Did he start chanting, "Ph'nglui mglw'nafh Cthulhu R'lyeh wgah'nagl fhtagn" as well?!

They should re-name this horrifying insanity-plant "Miskatonia Arkhamensis".

"Some municipalities prohibit the purchase, sale, or cultivation of Brugmansia plants."

I should bloody well hope so!

I've been kind of a half-assed amateur naturalist most of my life, and one of the most useful and important rules I've learned from it is: nature wants to kill you. All of nature. All of the time.

When it isn't actively trying to kill you, it's trying to breed on you.

Nature isn't nice.



Anonymous said...

And since Nature (capital N) alone does not seem to suffice, enter (drum roll, please)

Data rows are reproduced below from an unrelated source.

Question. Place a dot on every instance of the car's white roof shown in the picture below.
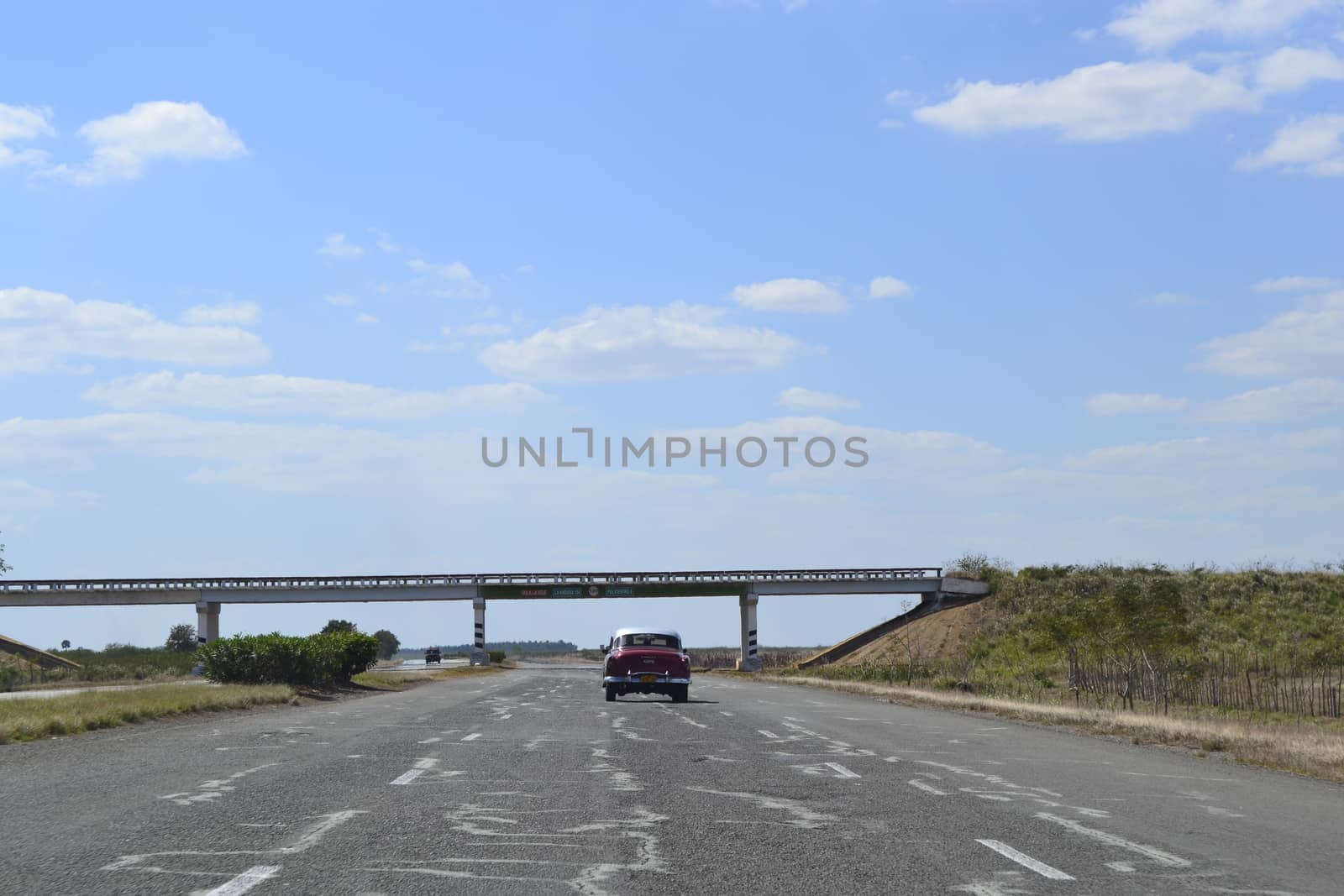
(647, 631)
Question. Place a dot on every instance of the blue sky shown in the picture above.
(269, 275)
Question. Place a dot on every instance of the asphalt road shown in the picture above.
(528, 782)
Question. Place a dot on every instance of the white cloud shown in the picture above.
(421, 347)
(338, 246)
(477, 329)
(1300, 399)
(638, 342)
(1171, 300)
(234, 313)
(449, 281)
(124, 144)
(1294, 284)
(20, 123)
(272, 394)
(1113, 403)
(790, 295)
(1109, 101)
(887, 288)
(1144, 454)
(1314, 145)
(40, 331)
(1155, 24)
(385, 241)
(806, 399)
(1292, 69)
(1305, 342)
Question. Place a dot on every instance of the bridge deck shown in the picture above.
(491, 586)
(291, 584)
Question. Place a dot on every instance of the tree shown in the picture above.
(181, 638)
(387, 644)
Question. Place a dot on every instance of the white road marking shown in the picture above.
(1025, 860)
(927, 789)
(421, 768)
(843, 772)
(803, 815)
(1115, 840)
(1144, 774)
(245, 882)
(1225, 813)
(214, 789)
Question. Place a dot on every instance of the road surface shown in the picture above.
(530, 782)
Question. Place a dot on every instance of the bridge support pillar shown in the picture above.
(207, 621)
(479, 656)
(750, 660)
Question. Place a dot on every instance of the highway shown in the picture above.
(528, 782)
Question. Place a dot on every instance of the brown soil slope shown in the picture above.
(941, 636)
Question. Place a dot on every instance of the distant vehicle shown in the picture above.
(645, 661)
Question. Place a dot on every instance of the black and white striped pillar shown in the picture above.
(479, 656)
(750, 660)
(207, 621)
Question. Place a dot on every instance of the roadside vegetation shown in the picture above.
(396, 680)
(31, 719)
(114, 664)
(1247, 664)
(1140, 638)
(1310, 748)
(313, 661)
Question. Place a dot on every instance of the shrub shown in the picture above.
(276, 658)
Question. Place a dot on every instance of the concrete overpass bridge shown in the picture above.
(749, 586)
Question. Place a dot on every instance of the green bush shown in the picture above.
(276, 658)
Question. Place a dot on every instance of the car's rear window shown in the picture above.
(649, 641)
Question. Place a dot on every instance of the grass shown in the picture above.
(402, 680)
(167, 678)
(35, 718)
(1316, 750)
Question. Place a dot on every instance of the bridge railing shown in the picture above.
(291, 584)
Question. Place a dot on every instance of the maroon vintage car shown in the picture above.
(647, 661)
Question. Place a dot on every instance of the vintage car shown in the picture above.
(645, 660)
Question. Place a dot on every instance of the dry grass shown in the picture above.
(111, 683)
(402, 680)
(30, 719)
(1316, 752)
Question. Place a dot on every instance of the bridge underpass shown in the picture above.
(748, 586)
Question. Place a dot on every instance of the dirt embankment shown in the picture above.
(942, 636)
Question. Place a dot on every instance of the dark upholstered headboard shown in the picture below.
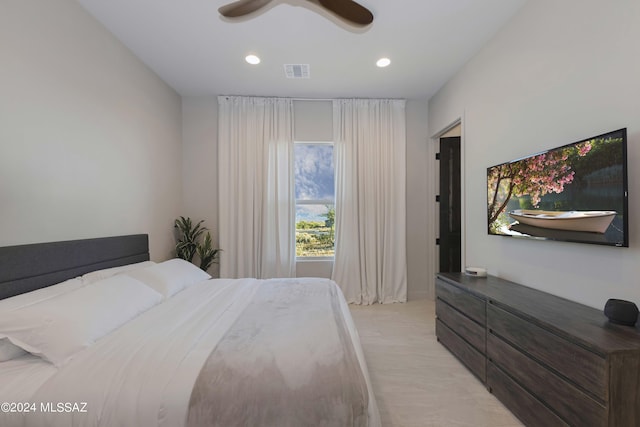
(26, 268)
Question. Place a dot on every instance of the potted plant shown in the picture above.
(188, 242)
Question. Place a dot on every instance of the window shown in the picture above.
(315, 199)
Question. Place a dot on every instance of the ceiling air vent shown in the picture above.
(297, 71)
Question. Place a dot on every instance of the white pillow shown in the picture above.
(170, 277)
(94, 276)
(9, 351)
(59, 327)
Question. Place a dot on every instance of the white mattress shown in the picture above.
(143, 371)
(20, 378)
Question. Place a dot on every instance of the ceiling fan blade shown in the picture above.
(242, 7)
(349, 10)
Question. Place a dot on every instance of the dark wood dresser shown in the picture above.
(551, 361)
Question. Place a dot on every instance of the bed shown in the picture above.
(92, 333)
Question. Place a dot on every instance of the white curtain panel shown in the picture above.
(370, 165)
(256, 197)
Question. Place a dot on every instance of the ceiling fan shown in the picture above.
(348, 10)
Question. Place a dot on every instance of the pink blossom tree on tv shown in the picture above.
(534, 176)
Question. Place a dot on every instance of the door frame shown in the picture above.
(435, 144)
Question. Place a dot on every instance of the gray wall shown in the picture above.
(90, 138)
(557, 73)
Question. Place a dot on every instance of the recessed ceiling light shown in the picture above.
(252, 59)
(383, 62)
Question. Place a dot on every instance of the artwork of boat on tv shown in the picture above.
(577, 193)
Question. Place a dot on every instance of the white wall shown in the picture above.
(557, 73)
(313, 122)
(90, 138)
(420, 198)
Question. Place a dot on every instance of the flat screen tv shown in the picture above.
(575, 193)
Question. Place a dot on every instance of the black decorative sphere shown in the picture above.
(621, 312)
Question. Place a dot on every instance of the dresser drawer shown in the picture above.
(582, 367)
(527, 408)
(467, 303)
(469, 356)
(566, 400)
(472, 332)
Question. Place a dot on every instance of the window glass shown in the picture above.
(315, 209)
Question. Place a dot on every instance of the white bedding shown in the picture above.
(142, 373)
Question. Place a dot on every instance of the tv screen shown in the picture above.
(575, 193)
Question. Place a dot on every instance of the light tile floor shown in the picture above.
(417, 382)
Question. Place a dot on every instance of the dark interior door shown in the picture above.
(449, 198)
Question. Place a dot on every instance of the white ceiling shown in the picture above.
(197, 52)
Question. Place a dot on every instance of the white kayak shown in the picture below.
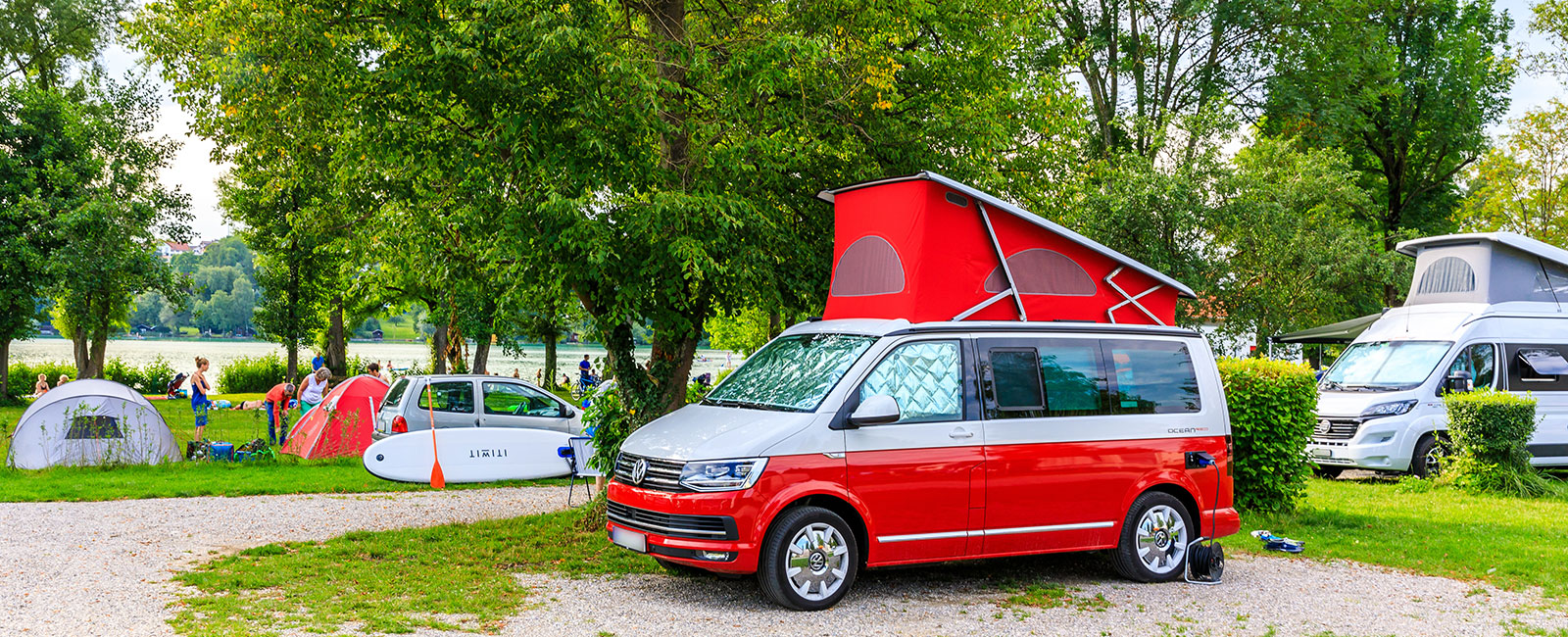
(470, 454)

HUMAN STUPIDITY: This plant here

was introduced in Western Europe mainly for ornamental reasons. Then, people found out that it makes for a very good bee pasture. Unfortunately it was also discovered to be poisonous as all get out ...


Anonymous said...

I used to teach veterinary students. Often they have a sentimental view of animals. I would tell them about wolves in Canada that hunt bison. They can't kill a bison outright so they tire it out and when it can't get up start eating at the back end. No mercy in nature.


Anonymous said...

If this plant's blossoms are hanging from above, they are called "angels' trumphets." If they are looking up from below, they are called "devils' trumphets."
Either way, their perfume at night is heavenly

Jerome said...

Foolish people also use this plant in Europe, North America, etc. I tried datura tea (made with a similar, relative of the plant described) once, in Tasmania, at a party attended by bad hippies and po-paced punks in the early 80's.

I can still recall how doomy and threatening everything looked and felt as I walked to a bus-stop to get a ride home. Definitely not a plant to trifle with.

Mar said...

I have a Brugmansia in my garden. The flowers have a beautiful perfume. This plant belongs to the Solanaceae family which also includes tomatoes, potatoes, eggplants, capsicums, other peppers of many kinds and cape gooseberries. Some poisonous members of this family, such as
Belladonna, provide an important medicinal ingredient, atropine. A propos, the common garden plant, the oleander, is also poisonous in all its parts.